David Bernstein: Sure. The moving parts are correct. The average for the first half of the year that the 7 point — 7% in the first quarter and 3% in the second is about 5%, and the back half is also about 5%. Some of the difference is driven by dry dock days as well because we had a different timing between the quarters. I think in December I had indicated the amount of dry dock that increased in the first quarter. There’s also differences in advertising and a number of other things between the quarters. I always talk to people about measuring us on our full-year cost guidance because the timing of expenses between the quarters sometimes is a choice of things that we want to spend either on repair, maintenance or other things. So look at it from a full-year perspective and that’s the best way to judge us.

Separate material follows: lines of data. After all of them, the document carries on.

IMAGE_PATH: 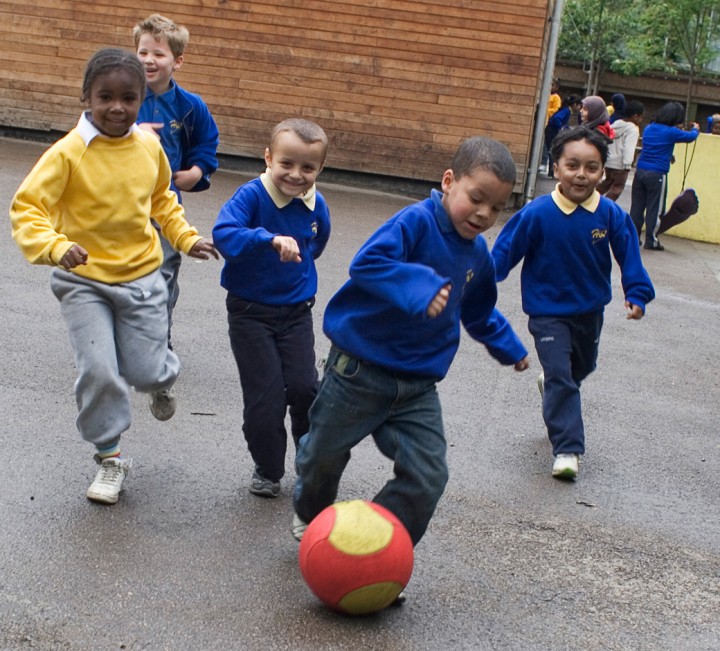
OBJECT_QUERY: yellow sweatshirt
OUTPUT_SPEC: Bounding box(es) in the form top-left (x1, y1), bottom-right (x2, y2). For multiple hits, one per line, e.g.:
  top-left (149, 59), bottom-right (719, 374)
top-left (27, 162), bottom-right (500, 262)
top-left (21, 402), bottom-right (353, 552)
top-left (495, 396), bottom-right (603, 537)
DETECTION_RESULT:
top-left (10, 114), bottom-right (201, 284)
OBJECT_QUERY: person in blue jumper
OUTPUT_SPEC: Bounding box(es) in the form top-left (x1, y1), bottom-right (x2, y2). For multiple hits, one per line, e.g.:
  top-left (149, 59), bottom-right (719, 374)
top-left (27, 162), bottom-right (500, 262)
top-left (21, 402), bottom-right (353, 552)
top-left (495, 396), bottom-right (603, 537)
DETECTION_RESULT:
top-left (133, 14), bottom-right (218, 356)
top-left (213, 118), bottom-right (330, 497)
top-left (492, 126), bottom-right (655, 480)
top-left (630, 102), bottom-right (700, 251)
top-left (292, 137), bottom-right (528, 545)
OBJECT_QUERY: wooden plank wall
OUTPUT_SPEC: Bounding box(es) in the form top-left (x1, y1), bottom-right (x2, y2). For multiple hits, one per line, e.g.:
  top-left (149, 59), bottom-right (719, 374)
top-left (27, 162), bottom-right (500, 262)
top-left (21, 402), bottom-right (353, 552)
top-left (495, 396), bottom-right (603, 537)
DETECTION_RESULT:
top-left (0, 0), bottom-right (550, 186)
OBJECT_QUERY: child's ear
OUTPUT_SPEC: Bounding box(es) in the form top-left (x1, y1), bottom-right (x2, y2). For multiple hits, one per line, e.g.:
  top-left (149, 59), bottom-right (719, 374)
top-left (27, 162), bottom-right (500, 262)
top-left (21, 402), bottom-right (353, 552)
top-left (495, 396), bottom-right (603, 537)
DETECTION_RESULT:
top-left (440, 170), bottom-right (455, 192)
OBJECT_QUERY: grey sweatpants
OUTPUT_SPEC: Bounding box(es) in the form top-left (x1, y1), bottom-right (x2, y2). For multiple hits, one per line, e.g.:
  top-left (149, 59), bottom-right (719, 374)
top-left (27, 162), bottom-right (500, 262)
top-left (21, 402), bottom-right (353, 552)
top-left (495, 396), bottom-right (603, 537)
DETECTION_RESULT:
top-left (50, 269), bottom-right (180, 447)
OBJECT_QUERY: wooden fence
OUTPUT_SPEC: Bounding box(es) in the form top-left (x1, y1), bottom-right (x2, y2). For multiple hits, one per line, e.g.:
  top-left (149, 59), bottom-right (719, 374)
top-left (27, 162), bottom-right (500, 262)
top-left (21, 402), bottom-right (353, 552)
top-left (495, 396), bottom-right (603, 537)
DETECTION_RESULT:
top-left (0, 0), bottom-right (552, 187)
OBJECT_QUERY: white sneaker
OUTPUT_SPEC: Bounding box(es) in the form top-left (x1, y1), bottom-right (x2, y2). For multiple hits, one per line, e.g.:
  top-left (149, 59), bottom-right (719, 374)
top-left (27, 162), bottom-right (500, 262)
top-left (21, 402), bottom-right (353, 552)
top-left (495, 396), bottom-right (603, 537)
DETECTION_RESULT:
top-left (87, 457), bottom-right (132, 504)
top-left (150, 387), bottom-right (177, 420)
top-left (553, 454), bottom-right (580, 480)
top-left (291, 513), bottom-right (307, 542)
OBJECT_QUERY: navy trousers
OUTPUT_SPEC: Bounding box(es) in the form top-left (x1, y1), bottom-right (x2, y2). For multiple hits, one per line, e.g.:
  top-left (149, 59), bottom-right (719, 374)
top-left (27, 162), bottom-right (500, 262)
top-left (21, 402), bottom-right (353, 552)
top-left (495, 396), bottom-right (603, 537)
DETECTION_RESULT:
top-left (528, 311), bottom-right (603, 455)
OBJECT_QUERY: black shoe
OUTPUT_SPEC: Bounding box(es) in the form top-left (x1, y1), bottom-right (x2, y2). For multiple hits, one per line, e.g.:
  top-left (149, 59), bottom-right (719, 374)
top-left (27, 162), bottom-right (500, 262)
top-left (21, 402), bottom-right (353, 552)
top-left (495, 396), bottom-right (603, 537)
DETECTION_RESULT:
top-left (249, 467), bottom-right (280, 497)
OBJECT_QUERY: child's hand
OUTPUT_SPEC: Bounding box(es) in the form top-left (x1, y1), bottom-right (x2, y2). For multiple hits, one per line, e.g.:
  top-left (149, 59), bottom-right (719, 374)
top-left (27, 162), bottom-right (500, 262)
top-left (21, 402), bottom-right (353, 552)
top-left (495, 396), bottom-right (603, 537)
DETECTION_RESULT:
top-left (272, 235), bottom-right (302, 262)
top-left (188, 238), bottom-right (220, 260)
top-left (60, 244), bottom-right (87, 270)
top-left (138, 122), bottom-right (165, 140)
top-left (173, 165), bottom-right (202, 192)
top-left (514, 357), bottom-right (530, 371)
top-left (427, 284), bottom-right (452, 319)
top-left (625, 301), bottom-right (643, 319)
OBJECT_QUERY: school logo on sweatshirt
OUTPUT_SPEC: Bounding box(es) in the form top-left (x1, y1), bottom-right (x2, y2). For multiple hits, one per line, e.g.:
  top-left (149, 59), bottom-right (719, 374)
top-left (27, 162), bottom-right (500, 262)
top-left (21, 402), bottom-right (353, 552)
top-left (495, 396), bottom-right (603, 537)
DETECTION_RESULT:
top-left (592, 228), bottom-right (607, 244)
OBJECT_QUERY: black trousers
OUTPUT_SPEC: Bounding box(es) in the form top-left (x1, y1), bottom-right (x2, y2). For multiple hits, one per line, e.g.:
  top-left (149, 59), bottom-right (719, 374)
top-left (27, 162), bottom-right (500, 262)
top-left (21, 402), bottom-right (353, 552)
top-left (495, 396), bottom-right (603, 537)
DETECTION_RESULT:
top-left (226, 294), bottom-right (318, 481)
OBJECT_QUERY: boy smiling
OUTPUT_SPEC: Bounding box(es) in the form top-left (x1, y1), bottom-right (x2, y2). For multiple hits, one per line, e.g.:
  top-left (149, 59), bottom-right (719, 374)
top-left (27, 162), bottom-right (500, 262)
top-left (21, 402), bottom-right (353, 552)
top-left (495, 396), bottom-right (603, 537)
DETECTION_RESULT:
top-left (492, 127), bottom-right (655, 480)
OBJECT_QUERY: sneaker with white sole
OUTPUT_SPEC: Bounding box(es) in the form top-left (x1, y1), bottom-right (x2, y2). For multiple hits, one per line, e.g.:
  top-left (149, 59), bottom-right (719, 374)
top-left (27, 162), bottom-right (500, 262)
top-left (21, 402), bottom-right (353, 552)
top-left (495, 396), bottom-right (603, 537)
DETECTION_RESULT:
top-left (87, 457), bottom-right (132, 504)
top-left (150, 387), bottom-right (177, 420)
top-left (290, 513), bottom-right (307, 542)
top-left (249, 467), bottom-right (280, 497)
top-left (553, 454), bottom-right (580, 479)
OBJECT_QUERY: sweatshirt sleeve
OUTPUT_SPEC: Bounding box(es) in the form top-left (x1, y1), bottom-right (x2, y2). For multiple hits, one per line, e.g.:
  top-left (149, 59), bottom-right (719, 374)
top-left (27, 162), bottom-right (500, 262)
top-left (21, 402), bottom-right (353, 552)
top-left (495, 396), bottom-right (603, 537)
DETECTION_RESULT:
top-left (610, 207), bottom-right (655, 313)
top-left (151, 143), bottom-right (202, 254)
top-left (212, 184), bottom-right (275, 262)
top-left (10, 144), bottom-right (75, 266)
top-left (182, 95), bottom-right (219, 192)
top-left (492, 204), bottom-right (530, 282)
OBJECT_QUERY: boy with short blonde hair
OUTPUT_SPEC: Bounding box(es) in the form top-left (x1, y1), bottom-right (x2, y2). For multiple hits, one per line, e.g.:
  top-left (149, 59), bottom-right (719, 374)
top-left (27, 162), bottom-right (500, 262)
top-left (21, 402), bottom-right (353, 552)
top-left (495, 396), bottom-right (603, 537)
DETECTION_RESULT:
top-left (213, 118), bottom-right (330, 497)
top-left (133, 14), bottom-right (218, 356)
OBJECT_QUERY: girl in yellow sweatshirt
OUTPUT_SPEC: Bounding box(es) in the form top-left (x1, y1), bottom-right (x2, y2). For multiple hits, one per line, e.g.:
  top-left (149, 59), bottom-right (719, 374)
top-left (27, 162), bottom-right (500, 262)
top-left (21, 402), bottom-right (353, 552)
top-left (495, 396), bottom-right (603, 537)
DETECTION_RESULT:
top-left (10, 48), bottom-right (218, 504)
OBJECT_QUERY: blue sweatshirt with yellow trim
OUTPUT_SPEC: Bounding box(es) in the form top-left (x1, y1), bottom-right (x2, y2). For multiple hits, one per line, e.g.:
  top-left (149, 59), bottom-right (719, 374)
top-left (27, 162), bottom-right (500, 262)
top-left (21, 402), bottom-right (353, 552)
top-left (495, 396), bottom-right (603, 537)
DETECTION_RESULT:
top-left (213, 178), bottom-right (330, 305)
top-left (323, 190), bottom-right (527, 380)
top-left (492, 189), bottom-right (655, 316)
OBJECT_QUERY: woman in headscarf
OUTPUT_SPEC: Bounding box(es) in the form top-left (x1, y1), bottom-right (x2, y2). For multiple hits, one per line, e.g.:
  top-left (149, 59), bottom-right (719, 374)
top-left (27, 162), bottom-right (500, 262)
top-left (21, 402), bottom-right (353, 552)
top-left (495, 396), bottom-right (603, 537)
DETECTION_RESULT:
top-left (608, 93), bottom-right (627, 124)
top-left (580, 95), bottom-right (615, 141)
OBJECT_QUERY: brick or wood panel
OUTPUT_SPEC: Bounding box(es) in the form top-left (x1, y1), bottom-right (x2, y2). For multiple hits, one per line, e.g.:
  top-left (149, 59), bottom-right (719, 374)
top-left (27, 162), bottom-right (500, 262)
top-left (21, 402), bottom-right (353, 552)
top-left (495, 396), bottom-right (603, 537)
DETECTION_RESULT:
top-left (0, 0), bottom-right (549, 180)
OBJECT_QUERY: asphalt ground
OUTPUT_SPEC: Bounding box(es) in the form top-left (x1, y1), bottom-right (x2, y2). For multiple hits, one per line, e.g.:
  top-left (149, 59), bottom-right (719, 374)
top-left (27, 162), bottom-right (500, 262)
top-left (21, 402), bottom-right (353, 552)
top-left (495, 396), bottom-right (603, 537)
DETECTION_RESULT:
top-left (0, 139), bottom-right (720, 651)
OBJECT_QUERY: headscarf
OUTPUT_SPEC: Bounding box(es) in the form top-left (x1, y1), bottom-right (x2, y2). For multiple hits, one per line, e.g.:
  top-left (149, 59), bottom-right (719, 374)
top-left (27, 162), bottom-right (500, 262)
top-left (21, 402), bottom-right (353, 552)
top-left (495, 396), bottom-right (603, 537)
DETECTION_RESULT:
top-left (582, 95), bottom-right (615, 140)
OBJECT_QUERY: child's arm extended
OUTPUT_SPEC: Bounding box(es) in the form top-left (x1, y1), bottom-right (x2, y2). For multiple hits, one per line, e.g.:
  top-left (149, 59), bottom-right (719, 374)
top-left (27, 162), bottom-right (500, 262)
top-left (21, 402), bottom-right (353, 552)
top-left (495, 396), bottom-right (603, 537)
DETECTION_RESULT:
top-left (491, 209), bottom-right (530, 282)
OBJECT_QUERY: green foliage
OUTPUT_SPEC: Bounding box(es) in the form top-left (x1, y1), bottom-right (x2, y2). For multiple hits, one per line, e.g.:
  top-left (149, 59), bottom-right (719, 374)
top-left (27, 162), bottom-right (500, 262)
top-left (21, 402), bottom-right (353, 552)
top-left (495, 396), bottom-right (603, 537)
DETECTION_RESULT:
top-left (558, 0), bottom-right (720, 75)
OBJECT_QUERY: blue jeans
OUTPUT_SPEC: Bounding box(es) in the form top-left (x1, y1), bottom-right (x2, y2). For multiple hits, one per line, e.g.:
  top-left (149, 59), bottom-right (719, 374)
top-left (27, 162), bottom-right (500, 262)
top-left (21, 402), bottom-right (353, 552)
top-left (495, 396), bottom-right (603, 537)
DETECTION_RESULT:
top-left (630, 168), bottom-right (667, 249)
top-left (528, 312), bottom-right (603, 455)
top-left (294, 346), bottom-right (448, 545)
top-left (50, 268), bottom-right (180, 447)
top-left (158, 231), bottom-right (182, 350)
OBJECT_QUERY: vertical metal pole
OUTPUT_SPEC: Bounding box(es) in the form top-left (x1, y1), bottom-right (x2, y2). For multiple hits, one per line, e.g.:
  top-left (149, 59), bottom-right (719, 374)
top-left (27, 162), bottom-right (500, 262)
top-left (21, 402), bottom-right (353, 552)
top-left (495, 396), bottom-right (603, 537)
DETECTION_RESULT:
top-left (524, 0), bottom-right (565, 203)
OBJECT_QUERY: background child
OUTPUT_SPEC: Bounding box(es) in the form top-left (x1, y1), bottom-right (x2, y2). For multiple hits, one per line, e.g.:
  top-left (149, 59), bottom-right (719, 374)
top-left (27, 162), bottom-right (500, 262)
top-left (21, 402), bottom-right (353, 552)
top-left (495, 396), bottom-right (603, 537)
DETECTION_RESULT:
top-left (597, 101), bottom-right (645, 201)
top-left (292, 138), bottom-right (528, 544)
top-left (10, 49), bottom-right (217, 504)
top-left (492, 127), bottom-right (655, 479)
top-left (580, 95), bottom-right (615, 142)
top-left (545, 95), bottom-right (582, 178)
top-left (630, 102), bottom-right (700, 251)
top-left (133, 14), bottom-right (218, 349)
top-left (213, 118), bottom-right (330, 497)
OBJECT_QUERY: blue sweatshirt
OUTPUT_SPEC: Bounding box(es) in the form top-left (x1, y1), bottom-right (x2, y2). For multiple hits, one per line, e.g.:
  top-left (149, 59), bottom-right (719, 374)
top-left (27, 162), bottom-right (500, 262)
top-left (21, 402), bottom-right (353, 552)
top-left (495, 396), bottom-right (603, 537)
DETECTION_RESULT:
top-left (213, 174), bottom-right (330, 305)
top-left (137, 80), bottom-right (218, 203)
top-left (323, 190), bottom-right (527, 380)
top-left (637, 122), bottom-right (700, 174)
top-left (492, 189), bottom-right (655, 316)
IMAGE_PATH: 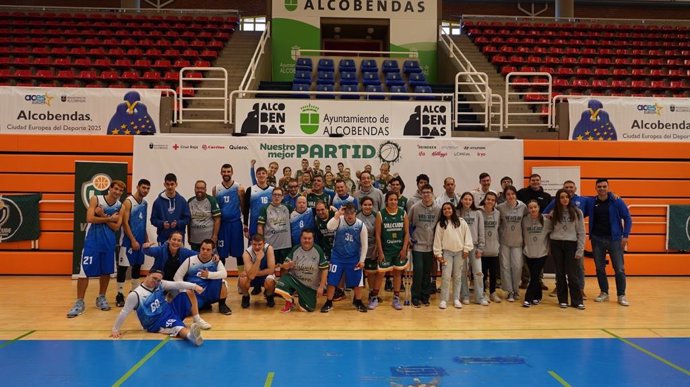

Ben Chaiken: That makes sense. Just maybe a little bit more detail on the dry dock. Could you maybe clarify the quarters? I believe originally it was 1Q and 4Q were the heavy dry dock quarters. Is that still the right way to think about it or how would you?
David Bernstein: Yeah, that is. And the 1Q is considerably higher than the second quarter or the fourth quarter.
Ben Chaiken: Thank you. I appreciate it.
Josh Weinstein: So, operator, I think we got time for one more question.
Operator: We have a question from Lizzie Dove with Goldman Sachs. Please proceed.
Lizzie Dove: Hi. Good morning. Thanks for taking the question. I think your ticket price per passenger is very strong this quarter, and it sounds like a pretty decent outlook for this year and ’25. I’m curious how much of that is kind of benefit from some of the new hardware. The Firenze joining the fleet over from the other brand, Carnival Jubilee, Sun Princess. How much do these new ships impact pricing? What kind of premium are you getting and how does it change how you manage the pricing for the rest of the fleet?
Josh Weinstein: Yeah, so, good morning, Lizzie. Welcome to the first — I think your first call or the first call since you’ve been covering us. So the new ships get a premium. There is no doubt that the new ships get a premium. The way we manage brand by brand, how much of that premium to get. It also depends on where we’re putting that ship because we’re not going to necessarily want to put the best ship on the best itinerary because that’s not the good thing for the overall brand. So there is a — obviously a bunch of different components to get into. What I will tell you though, I mean, just to take a step back, because remember, we’ve got nine brands, most of which have not had a new build and will not have a new build for some time.
And the pricing improvements that we’re getting are not focused solely on the brands that get the new ships. Brands that have not gotten new ships are seeing nice improvements as well in pricing. And so while I do love them, it’s three this year out of 95 ships. And so the 92 ships, having them deliver outsized demand and pricing is going to move us more so than a premium on one or two of the ships. So I’m not disagreeing with the question, but I think to put it into perspective, it’s much more important for us to get the per diems up on the rest of the fleet, which is what we’ve been very, very focused on.
Lizzie Dove: Got it. That’s helpful. And then just one follow-up. I thought James question about the secular growth outlook was interesting. I know you guys tend to index higher on new-to-cruise than some of your peers. I think you said you captured 3.5 million of new-to-cruise guests last year. How many of those do you see then convert into second-time, third-time cruisers? And so how can we — what’s the outlook for like real category expansion here?
Josh Weinstein: Yeah, well, our brand repeaters were up 9% year-over-year. So it’s — it is — it does translate into incremental overall demand for the long term. Now, cruisers don’t generally go every year. We’re looking for every three years to four years would be ideal for those of them that have decided they like what we do and want to come back. So that’s part of the growth plan. It’s casting our net wide and getting a good portion of them to sail with us again in the next three to four years.
Lizzie Dove: Got it. Thank you.
Josh Weinstein: Okay. Well, thank you, everybody. I appreciate the questions and look forward to seeing you all soon.
Operator: That does conclude the conference call for today. We thank you for your participation and ask that you please disconnect your line. Have a great day, everyone.